As the America’s Cup rumour mill begins to spin, allegations of wrong-doing and litigious skullduggery abound. The latest syndicate to find itself in the ‘dock’ is GBR Challenge. It has been suggested that Peter Harrison broke America’s Cup protocol when he bought three boats, several containers of gear and the services of Nippon’s Japanese designers.

The clause that has allegedly been breached states that syndicates are forbidden from buying “plans, specifications and design information” from another syndicate. The spirit of this clause intends to prevent the sharing of information and technical specifications between syndicates, ensuring each syndicate’s challenge is entirely independent of any other.

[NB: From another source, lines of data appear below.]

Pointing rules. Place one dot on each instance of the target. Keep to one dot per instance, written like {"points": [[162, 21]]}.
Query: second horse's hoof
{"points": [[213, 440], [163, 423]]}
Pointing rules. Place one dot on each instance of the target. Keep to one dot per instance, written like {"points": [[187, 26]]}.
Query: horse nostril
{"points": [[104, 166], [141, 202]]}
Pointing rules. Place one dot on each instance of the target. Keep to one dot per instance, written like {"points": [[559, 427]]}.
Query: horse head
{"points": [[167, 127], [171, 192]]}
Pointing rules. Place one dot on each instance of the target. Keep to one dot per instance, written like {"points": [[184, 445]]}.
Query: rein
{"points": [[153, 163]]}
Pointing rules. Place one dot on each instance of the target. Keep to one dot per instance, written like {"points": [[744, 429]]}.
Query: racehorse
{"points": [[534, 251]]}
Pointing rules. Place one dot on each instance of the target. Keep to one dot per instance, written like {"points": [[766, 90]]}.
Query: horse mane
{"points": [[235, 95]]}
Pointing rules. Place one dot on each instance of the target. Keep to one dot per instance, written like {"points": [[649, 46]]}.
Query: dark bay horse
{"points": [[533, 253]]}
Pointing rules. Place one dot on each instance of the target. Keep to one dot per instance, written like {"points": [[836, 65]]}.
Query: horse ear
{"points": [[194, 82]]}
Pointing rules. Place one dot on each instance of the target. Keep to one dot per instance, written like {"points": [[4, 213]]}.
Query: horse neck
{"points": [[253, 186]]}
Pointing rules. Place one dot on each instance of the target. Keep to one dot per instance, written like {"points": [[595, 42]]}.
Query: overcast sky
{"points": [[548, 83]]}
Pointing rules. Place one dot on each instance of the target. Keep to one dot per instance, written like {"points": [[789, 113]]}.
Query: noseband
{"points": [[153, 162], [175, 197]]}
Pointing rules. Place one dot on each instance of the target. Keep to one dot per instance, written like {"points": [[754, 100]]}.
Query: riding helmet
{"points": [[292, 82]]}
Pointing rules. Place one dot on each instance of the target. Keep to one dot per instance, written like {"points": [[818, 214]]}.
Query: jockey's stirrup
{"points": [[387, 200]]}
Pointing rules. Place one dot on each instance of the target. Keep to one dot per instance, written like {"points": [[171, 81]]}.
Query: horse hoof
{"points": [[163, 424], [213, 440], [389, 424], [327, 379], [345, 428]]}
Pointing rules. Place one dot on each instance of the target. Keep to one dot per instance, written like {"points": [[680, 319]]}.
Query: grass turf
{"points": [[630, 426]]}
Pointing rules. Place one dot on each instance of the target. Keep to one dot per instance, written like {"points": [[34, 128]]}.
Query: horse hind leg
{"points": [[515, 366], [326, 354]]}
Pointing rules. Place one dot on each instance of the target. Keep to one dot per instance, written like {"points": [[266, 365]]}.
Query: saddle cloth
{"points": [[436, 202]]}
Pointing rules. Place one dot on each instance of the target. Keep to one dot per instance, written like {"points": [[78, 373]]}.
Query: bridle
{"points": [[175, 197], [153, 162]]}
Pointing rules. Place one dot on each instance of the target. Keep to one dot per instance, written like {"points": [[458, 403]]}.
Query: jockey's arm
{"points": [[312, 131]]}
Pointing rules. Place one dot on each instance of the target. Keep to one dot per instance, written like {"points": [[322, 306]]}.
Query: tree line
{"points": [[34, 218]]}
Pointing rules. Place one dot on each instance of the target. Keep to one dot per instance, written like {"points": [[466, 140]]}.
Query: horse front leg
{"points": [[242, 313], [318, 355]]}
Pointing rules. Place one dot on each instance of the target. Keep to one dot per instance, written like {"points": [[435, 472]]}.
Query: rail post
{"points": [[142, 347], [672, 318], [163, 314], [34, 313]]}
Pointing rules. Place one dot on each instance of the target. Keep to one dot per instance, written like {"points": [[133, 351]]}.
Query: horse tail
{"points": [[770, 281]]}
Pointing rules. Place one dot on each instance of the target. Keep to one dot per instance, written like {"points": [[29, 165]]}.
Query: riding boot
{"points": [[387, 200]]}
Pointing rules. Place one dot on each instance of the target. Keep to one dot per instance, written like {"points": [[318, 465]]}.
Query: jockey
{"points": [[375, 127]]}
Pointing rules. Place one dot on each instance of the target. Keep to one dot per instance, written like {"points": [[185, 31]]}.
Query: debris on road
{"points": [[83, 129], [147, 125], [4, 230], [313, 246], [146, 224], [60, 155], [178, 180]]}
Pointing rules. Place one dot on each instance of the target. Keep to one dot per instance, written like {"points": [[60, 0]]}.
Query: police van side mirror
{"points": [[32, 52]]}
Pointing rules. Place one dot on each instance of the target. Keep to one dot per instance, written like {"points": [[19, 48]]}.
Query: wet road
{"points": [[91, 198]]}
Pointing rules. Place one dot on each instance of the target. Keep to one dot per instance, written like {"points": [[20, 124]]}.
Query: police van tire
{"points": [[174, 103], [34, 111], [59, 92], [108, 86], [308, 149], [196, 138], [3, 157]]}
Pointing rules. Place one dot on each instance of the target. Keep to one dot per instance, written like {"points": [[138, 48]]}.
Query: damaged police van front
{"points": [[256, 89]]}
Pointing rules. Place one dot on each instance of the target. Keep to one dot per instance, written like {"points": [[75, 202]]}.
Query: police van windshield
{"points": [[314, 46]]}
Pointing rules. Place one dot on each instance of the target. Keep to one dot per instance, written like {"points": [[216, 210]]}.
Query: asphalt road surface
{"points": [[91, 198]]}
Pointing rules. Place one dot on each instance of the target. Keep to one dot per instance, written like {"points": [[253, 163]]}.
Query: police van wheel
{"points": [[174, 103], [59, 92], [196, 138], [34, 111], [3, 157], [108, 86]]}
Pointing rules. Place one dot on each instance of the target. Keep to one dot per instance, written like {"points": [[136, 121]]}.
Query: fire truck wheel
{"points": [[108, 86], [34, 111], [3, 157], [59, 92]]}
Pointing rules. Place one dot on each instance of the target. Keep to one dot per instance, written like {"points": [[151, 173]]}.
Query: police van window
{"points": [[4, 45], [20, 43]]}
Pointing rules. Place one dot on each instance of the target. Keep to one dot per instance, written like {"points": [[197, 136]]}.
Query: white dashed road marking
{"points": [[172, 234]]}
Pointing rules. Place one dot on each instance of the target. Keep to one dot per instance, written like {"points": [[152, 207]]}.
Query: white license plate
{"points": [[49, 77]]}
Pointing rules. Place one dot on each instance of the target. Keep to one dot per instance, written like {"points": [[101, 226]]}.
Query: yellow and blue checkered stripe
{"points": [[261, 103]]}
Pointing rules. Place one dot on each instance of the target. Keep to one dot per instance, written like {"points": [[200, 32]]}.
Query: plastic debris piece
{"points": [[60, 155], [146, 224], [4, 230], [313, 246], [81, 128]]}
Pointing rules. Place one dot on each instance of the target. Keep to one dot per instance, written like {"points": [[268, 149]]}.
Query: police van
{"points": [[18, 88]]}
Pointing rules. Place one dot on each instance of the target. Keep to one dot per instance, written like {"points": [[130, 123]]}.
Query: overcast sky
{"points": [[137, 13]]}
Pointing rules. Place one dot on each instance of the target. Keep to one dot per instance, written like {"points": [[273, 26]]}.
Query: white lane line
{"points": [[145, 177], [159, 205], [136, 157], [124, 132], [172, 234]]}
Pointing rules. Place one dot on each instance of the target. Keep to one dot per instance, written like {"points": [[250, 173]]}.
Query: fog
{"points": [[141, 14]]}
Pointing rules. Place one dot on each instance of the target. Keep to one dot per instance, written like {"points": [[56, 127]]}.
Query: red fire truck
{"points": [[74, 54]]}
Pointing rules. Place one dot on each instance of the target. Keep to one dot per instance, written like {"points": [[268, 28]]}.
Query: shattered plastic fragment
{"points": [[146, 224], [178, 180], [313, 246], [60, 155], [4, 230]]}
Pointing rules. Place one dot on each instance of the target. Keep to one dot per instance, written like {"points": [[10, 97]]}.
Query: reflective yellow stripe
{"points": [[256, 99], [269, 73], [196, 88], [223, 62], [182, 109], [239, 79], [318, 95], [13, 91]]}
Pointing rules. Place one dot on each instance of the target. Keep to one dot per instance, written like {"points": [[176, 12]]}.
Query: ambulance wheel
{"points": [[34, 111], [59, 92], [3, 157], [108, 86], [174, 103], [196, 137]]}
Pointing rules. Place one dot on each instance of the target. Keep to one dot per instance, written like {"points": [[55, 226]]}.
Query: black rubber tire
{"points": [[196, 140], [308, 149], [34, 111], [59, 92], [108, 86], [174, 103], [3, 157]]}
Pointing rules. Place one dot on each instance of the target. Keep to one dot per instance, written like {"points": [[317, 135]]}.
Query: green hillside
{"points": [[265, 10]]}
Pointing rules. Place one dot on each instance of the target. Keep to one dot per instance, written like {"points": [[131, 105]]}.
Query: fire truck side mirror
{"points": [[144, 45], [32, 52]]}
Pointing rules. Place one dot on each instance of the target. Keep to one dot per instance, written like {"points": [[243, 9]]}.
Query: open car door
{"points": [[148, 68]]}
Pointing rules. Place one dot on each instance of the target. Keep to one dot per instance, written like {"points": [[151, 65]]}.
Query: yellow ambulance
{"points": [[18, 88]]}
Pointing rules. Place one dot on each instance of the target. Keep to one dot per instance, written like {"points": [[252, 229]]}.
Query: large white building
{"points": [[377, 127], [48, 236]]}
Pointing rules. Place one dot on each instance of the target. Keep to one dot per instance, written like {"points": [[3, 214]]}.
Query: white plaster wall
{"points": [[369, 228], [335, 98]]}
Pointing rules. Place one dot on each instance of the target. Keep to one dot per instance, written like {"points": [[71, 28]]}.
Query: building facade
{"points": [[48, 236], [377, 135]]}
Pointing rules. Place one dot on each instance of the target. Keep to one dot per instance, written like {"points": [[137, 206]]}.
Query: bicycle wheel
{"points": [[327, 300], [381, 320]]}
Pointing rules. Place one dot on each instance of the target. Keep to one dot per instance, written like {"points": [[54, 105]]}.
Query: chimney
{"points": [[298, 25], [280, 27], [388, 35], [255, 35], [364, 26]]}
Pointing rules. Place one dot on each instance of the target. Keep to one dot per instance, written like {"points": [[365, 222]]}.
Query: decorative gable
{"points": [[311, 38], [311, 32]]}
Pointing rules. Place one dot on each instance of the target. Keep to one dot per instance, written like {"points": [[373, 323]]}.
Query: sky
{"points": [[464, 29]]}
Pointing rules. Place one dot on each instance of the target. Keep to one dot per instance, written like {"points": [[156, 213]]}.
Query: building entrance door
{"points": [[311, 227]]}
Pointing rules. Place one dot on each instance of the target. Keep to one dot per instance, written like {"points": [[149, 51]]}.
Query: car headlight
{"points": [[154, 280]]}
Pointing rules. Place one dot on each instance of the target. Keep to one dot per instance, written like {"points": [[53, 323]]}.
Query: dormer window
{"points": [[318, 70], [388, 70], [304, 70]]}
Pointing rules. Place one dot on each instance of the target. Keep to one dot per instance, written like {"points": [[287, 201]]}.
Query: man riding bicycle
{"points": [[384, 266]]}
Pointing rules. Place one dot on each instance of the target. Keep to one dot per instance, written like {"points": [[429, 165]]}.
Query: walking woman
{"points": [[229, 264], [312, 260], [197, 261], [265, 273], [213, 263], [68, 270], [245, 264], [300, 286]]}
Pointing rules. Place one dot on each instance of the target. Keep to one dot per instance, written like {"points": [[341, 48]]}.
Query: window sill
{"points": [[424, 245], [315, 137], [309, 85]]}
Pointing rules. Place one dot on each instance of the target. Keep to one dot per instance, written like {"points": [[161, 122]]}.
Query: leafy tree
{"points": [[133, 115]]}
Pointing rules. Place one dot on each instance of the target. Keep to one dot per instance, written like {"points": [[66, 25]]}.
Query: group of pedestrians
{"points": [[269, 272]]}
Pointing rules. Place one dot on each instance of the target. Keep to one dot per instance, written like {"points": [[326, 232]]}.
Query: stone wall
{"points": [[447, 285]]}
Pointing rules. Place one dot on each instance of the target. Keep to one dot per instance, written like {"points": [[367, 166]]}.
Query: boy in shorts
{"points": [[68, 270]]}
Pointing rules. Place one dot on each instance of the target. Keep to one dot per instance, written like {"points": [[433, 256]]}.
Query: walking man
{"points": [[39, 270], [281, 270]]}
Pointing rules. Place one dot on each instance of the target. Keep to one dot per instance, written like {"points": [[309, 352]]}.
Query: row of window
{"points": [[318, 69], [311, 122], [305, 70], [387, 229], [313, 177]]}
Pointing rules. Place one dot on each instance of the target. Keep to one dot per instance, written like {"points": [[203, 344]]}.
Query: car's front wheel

GBR Challenge General Manager David Barnes scotched the rumours by pointing out that the purchase of the Nippon syndicate was simply a starting point for GBR Challenge. “We specifically acquired the assets,” Barnes told the New Zealand Herald, “but none of the design information – you are not allowed to.”

Barnes made it clear that probity was a cornerstone of GBR Challenge’s campaign, as shown by their immediate shopping of the former OneWorld crewmember touting design secrets. According to Barnes, “Peter has always said, ‘I don’t want to put all this money into a campaign and fall before the first hurdle’.”